Osteosarcoma is the most common type of primary bone tumor and causes serious harm to the health of adolescents. Osteosarcoma is highly invasive and is transferred by the blood in the early stage, and progresses rapidly. It mainly occurs in actively growing long bone metaphysis. This type of tumor has a high degree of malignancy, recurrence and metastasis and the prognosis is poor. The incidence was reported in 2009 as ~4 million individuals per year (1). Osteosarcoma cells have strong invasive ability, quick hematogenous metastasis in early stage, rapid progression, and the five-year survival rate was only 60% in 2008 (2). Although treatment of osteosarcoma has been on the increase, the five-year survival rate remains low, and the recurrence rate is high (3). Therefore, investigation of the pathogenesis of osteosarcoma and attempts to identify a novel approach to reduce the tumor recurrence rate and improve the survival rate of the patients is of significant importance in the clinic.

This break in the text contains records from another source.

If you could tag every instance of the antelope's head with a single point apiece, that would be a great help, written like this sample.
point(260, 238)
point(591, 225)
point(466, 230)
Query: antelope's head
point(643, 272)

The development of osteosarcoma is complex, and the molecular mechanism is not clear yet. Numerous studies have shown that there are abnormal expression levels of the phosphate and tension homolog (PTEN) gene in human osteosarcoma cells or tissues. The PTEN gene deleted on chromosome 10, also known as mutated in multiple advanced cancer 1 and TGF-β-regulated and epithelial cell-enriched phosphatase, is located on chromosome 10q23.3. The gene consists of nine exons, encodes a protein which is composed of 403 amino acids and has phosphatase enzyme activity (4,5).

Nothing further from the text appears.